Live-Blogging the Budget Speech: The America Obama Believes In

“A 70% cut to clean energy. A 25% cut in education. A 30% cut in transportation. Cuts in college Pell Grants that will grow to more than $1,000 per year. That’s what [Republicans are] proposing. These aren’t the kind of cuts you make when you’re trying to get rid of some waste or find extra savings in the budget. These aren’t the kind of cuts that Republicans and Democrats on the Fiscal Commission proposed. These are the kind of cuts that tell us we can’t afford the America we believe in.”

Exactly so. The America that President Obama believes in solves all human problems by government spending.

Live-Blogging the Budget Speech: Spending on Tax Cuts?

President Obama just accused Paul Ryan of “spending a billion dollars on tax cuts.” Leaving aside the fact that Ryan attempted to do what the president began his speech demanding that Americans do: make the hard choices. But taking less of the people’s money is not spending. This line reflects again the president’s belief that the money in our pockets, whether we are rich or poor, belongs to the government, and not to us.
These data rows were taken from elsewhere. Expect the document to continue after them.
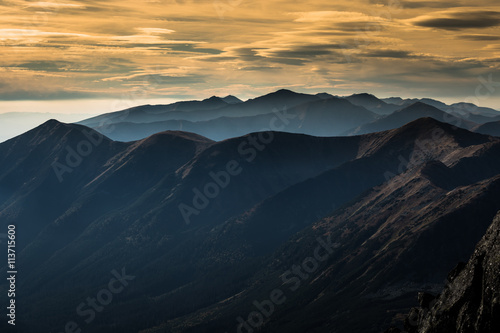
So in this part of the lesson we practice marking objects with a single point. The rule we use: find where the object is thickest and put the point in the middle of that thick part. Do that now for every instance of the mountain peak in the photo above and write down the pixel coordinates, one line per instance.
(230, 99)
(213, 99)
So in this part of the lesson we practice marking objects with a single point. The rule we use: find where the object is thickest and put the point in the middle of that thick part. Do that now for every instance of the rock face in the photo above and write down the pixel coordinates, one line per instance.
(470, 301)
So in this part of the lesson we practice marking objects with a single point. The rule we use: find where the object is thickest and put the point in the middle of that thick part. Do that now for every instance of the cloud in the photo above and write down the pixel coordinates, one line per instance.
(460, 20)
(480, 38)
(388, 54)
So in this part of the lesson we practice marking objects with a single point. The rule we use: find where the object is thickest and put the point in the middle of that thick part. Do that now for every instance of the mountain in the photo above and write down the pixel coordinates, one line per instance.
(186, 110)
(16, 123)
(467, 111)
(324, 117)
(410, 113)
(492, 128)
(203, 230)
(386, 243)
(207, 109)
(230, 99)
(469, 301)
(372, 103)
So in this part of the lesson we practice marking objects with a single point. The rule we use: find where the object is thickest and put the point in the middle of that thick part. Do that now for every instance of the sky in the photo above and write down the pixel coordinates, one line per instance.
(100, 56)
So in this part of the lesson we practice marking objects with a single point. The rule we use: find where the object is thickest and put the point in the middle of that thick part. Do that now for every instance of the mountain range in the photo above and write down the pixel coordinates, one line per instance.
(319, 115)
(267, 231)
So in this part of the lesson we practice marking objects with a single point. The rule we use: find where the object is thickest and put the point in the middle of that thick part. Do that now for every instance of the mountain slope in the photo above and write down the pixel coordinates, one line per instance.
(492, 128)
(327, 117)
(397, 238)
(469, 302)
(372, 103)
(408, 114)
(207, 228)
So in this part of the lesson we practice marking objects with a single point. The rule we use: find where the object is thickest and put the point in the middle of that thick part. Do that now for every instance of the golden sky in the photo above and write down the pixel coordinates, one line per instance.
(63, 50)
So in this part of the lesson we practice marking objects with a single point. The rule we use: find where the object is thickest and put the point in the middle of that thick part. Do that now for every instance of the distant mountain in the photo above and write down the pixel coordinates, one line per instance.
(467, 111)
(380, 246)
(372, 103)
(222, 118)
(324, 117)
(208, 109)
(469, 302)
(410, 113)
(15, 123)
(207, 229)
(492, 128)
(188, 110)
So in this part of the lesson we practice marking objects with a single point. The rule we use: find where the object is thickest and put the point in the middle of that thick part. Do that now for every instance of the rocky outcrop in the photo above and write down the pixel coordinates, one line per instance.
(470, 302)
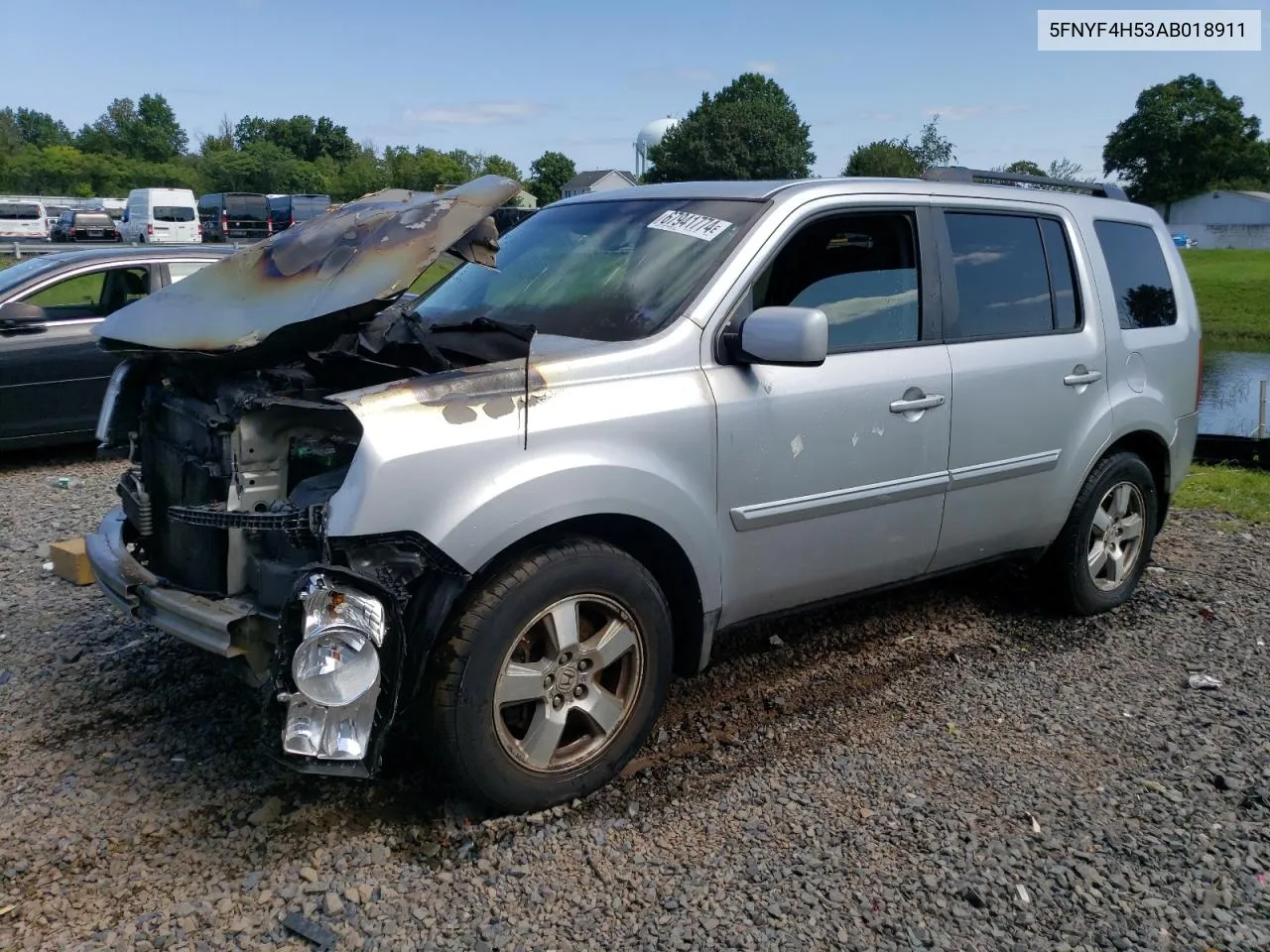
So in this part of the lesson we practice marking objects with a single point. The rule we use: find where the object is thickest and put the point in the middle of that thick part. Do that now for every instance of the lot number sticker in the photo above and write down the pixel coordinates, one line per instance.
(698, 226)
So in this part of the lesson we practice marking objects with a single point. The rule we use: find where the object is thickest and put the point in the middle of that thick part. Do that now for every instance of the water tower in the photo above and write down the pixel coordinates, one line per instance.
(648, 137)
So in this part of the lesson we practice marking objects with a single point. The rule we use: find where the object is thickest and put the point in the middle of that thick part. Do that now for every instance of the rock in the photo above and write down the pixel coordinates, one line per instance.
(267, 812)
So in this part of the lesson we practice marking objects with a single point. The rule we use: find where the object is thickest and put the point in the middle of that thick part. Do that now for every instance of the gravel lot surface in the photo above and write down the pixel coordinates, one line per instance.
(943, 769)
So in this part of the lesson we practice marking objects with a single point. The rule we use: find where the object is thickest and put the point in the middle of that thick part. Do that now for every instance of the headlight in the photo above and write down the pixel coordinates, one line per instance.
(335, 666)
(336, 673)
(336, 661)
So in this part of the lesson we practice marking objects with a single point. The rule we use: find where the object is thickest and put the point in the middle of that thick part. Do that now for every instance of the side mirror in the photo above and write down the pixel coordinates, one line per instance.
(21, 317)
(790, 336)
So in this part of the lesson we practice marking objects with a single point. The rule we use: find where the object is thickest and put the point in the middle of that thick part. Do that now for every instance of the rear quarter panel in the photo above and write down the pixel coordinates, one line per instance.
(1153, 371)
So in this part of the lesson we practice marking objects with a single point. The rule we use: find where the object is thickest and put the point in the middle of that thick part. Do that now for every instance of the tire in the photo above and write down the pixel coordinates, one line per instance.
(494, 753)
(1067, 565)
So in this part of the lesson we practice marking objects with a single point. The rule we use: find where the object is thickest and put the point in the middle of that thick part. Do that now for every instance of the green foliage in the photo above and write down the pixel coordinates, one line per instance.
(140, 144)
(1184, 136)
(1024, 168)
(548, 176)
(902, 158)
(887, 159)
(748, 130)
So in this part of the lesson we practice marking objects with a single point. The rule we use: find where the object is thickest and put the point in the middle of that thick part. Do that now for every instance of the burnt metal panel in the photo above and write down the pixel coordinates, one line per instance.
(363, 252)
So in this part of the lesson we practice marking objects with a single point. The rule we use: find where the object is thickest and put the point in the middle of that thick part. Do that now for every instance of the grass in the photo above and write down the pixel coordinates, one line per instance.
(1232, 290)
(437, 271)
(1243, 494)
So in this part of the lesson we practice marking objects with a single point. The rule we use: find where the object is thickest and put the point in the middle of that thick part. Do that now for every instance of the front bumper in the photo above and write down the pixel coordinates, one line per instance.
(227, 627)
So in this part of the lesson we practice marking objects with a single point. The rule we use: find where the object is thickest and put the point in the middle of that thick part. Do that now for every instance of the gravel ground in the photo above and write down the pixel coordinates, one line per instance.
(942, 769)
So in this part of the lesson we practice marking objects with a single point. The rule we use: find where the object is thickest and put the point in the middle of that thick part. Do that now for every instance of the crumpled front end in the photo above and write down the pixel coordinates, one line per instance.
(235, 447)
Live-Blogging the Budget Speech: The Inevitable Straw Man

“Politicians are often eager to feed the impression that solving the problem is just a matter of eliminating waste and abuse—you’ll hear that phrase a lot,” says Obama. “The implication is that tackling the deficit issue won’t require tough choices. Or politicians will suggest that we can somehow close our entire deficit by eliminating things like foreign aid, even though foreign aid makes up about 1% of our entire budget.”

Really? Which politicians were actually arguing this? This is Obama trying to play the “reasonable” fiscal hawk, by attacking arguments that nobody serious would actually make.